4

I have a timeseries of datetime, double columns stored in mySQL and would like to sample the timeseries every minute (i.e. pull out the last value at one minute intervals). Is there an efficient way of doing this in one select statement?

The brute force way would involve either selecting the whole series and doing the sampling on the client side or sending one select for each point (e.g. select * from data where timestamp<xxxxxxxxx order by timestamp desc limit 1).

Andriy M
  • 76,112
  • 17
  • 94
  • 154
DD.
  • 21,498
  • 52
  • 157
  • 246

2 Answers2

8

You could convert your timestamps to UNIX timestamps, group by unix_timestamp DIV 60 and pull the maximum timestamps from each group. Afterwards join the obtained list back to the original table to pull the data for the obtained timestamps.

Basically it might look something like this:

SELECT
  t.*  /* you might want to be more specific here */
FROM atable t
  INNER JOIN (
    SELECT
      MAX(timestamp) AS timestamp
    FROM atable
    GROUP BY UNIX_TIMESTAMP(timestamp) DIV 60
  ) m ON t.timestamp = m.timestamp
Andriy M
  • 76,112
  • 17
  • 94
  • 154
  • `GROUP BY UNIX_TIMESTAMP(timestamp) DIV 60`... just awesome! I wonder, if this can make use of an index on timestamp? Or would you have any other recommendations for optimizations, so this will work on extremely large datasets, other than aggregating statistics in a separate table? – Domi Mar 29 '15 at 19:46
  • 1
    @Domi: Thanks. I doubt very much this would use an index on `timestamp`. As I'm not really a MySQL expert, I'm not sure what to suggest as a good alternative.

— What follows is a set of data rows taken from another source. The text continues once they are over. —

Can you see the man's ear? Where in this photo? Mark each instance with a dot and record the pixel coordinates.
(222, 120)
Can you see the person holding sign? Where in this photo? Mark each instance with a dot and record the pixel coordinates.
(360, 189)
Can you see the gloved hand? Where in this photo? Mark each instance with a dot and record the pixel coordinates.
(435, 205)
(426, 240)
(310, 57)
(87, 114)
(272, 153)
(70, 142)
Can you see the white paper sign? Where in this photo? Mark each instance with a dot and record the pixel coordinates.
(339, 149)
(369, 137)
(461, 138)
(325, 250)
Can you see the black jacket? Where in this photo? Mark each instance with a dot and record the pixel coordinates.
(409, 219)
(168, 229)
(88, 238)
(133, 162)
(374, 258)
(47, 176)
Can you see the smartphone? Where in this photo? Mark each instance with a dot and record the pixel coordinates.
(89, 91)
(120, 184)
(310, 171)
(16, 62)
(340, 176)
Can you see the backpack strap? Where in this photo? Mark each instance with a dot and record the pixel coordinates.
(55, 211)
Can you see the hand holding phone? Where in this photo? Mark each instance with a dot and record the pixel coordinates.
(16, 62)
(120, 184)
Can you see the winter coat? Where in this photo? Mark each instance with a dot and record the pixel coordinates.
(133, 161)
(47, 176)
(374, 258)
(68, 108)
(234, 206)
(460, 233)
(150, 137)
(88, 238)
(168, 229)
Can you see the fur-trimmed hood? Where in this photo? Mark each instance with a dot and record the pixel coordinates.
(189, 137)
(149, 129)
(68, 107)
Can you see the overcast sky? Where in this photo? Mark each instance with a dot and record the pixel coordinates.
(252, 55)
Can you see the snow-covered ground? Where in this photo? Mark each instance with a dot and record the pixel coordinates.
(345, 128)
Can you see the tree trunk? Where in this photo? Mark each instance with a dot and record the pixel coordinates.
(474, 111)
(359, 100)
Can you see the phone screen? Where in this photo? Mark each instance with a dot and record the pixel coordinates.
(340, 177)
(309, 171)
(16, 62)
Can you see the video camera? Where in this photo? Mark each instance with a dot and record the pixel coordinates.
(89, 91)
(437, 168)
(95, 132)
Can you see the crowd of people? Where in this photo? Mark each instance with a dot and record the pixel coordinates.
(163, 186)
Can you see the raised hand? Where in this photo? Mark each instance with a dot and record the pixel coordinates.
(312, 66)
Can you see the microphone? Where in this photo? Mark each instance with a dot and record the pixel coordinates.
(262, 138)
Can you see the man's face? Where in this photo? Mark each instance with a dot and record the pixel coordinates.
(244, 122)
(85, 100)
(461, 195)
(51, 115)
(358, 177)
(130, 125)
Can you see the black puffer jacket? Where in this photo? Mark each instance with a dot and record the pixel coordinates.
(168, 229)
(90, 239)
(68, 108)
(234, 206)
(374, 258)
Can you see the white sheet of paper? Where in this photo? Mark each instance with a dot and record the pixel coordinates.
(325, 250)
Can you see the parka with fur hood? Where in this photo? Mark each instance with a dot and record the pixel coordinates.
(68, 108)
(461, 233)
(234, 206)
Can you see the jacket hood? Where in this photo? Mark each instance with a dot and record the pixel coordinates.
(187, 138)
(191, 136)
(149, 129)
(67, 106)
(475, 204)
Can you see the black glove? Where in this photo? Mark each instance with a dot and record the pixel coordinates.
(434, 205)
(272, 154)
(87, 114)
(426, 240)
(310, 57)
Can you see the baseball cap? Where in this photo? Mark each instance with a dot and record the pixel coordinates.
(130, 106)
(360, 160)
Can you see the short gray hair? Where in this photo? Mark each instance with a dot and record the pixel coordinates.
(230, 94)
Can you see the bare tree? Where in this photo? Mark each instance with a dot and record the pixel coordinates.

This is basically a "greatest N per group" problem, and on large datasets I personally might try an established, even though very MySQL-specific, method of solving this kind that involves variables, something along the lines of [this answer](http://stackoverflow.com/a/12114021) (something, too, that I suspect I probably didn't know at the time of answering this question, if I'm perfectly honest). – Andriy M Mar 29 '15 at 20:17
4

You can use DATE_FORMAT to get just the parts of the datetime that you want. You want to get the datetime down to the minute, and then for each group with that "rounded-off" time, get the row with the maximum time.